ConocoPhillips earnings up quarter-over-quarter, year-over-year
ConocoPhillips had fourth-quarter 2021 earnings of $2.6 billion, compared with a fourth-quarter 2020 loss of $800 million, and third-quarter 2021 earnings of $2.4 billion (OGJ Online, Feb. 2, 2021; Nov. 2, 2021).
Excluding special items, fourth-quarter 2021 adjusted earnings were $3 billion, compared with a fourth-quarter 2020 adjusted loss of $200 million. Special items for the current quarter were primarily comprised of non-cash impairments related to the company’s existing investment in APLNG and noncore assets in Lower 48, partially offset by a gain on Cenovus Energy (CVE) equity.
Full-year 2021 earnings were $8.1 billion, compared with a full-year 2020 loss of $2.7 billion. Excluding special items, full-year 2021 adjusted earnings were $8 billion, compared with a full-year 2020 adjusted loss of $1 billion.
Fourth quarter
Production excluding Libya for fourth-quarter 2021 was 1.57 MMboe, an increase of 423,000 boe/d from the same period a year ago. After adjusting for closed acquisitions and dispositions as well as impacts from converting previously acquired Concho two-stream contracted volumes to a three-stream basis, fourth-quarter 2021 production increased by 70,000 boe/d, or 5% from the same period a year ago. This increase was primarily due to new production from Lower 48 and other development programs across the portfolio, partially offset by normal field decline. Production from Libya averaged 41,000 boe/d.
In the Lower 48, production averaged 818,000 boe/d, including 483,000 boe/d from the Permian basin, 213,000 boe/d from the Eagle Ford, and 100,000 boe/d from the Bakken. Lower 48 ended the quarter with 20 drilling rigs and nine frac crews at work, including ongoing activity on the Permian basin assets acquired in the fourth quarter. In Alaska, GMT2 achieved first oil on schedule at rates in line with expectations.
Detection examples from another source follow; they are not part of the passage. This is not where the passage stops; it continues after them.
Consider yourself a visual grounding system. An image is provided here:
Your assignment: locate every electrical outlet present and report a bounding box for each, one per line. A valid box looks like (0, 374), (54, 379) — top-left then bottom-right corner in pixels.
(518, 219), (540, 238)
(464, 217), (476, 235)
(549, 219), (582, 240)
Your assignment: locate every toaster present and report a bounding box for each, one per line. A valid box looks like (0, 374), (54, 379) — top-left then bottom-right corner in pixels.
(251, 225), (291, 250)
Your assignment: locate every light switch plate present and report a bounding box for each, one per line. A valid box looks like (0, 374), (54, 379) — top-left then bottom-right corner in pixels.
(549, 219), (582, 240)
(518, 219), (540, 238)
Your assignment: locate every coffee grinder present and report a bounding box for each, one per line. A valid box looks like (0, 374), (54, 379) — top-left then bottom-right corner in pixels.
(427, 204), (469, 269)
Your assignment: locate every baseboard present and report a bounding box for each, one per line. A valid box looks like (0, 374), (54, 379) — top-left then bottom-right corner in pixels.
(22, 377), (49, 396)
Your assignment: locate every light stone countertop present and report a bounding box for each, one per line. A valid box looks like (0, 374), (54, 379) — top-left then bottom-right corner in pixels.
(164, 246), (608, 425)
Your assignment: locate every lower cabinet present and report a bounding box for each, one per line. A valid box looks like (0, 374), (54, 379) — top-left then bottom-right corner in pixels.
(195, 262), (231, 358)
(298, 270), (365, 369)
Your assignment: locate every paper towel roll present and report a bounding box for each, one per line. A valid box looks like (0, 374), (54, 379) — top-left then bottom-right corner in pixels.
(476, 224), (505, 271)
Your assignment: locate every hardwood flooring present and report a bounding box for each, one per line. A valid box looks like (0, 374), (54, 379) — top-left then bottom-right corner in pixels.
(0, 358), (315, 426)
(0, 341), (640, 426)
For the quarter, cash provided by operating activities was $5.9 billion. Excluding a $0.4 billion change in operating working capital, ConocoPhillips generated cash flow from operations of $5.5 billion.
Full year
Production excluding Libya for 2021 was 1.53 MMboe/d. After adjusting for closed acquisitions and dispositions, impacts from 2020 curtailments, 2021 Winter Storm Uri, and the conversion of Concho two-stream contracted volumes to a three-stream basis, production increased by 28,000 boe/d or 2%. This increase was primarily due to new production from Lower 48 and other development programs across the portfolio, partially offset by normal field decline. Production from Libya averaged 40,000 boe/d.
In 2021, cash provided by operating activities was $17 billion. Excluding a $1.3 billion change in operating working capital, ConocoPhillips generated cash flow from operations of $15.7 billion.
Outlook
The operator’s 2022 operating plan capital budget is $7.2 billion. The plan includes funding for ongoing development drilling programs, major projects, exploration and appraisal activities, base maintenance and $200 million for projects to reduce the company’s Scope 1 and 2 emissions intensity and fund investments in several early-stage low-carbon opportunities that address end-use emissions.
The company’s 2022 production guidance is 1.8 MMboe/d, including Libya but excluding impacts from the pending Indonesia disposition and acquisition of additional APLNG shareholding interest. First-quarter 2022 production is expected to be 1.75-1.79 MMboe/d, essentially flat to fourth-quarter 2021 on a pro forma basis.
Guidance for 2022 includes adjusted operating cost of $7.3 billion reflecting increased production, costs incurred following conversion of previously acquired Concho two-stream contracted volumes to a three-stream basis, and some anticipated inflation; adjusted corporate segment net loss of $1.0 billion; and depreciation, depletion and amortization of $7.9 billion. Guidance excludes potential special items.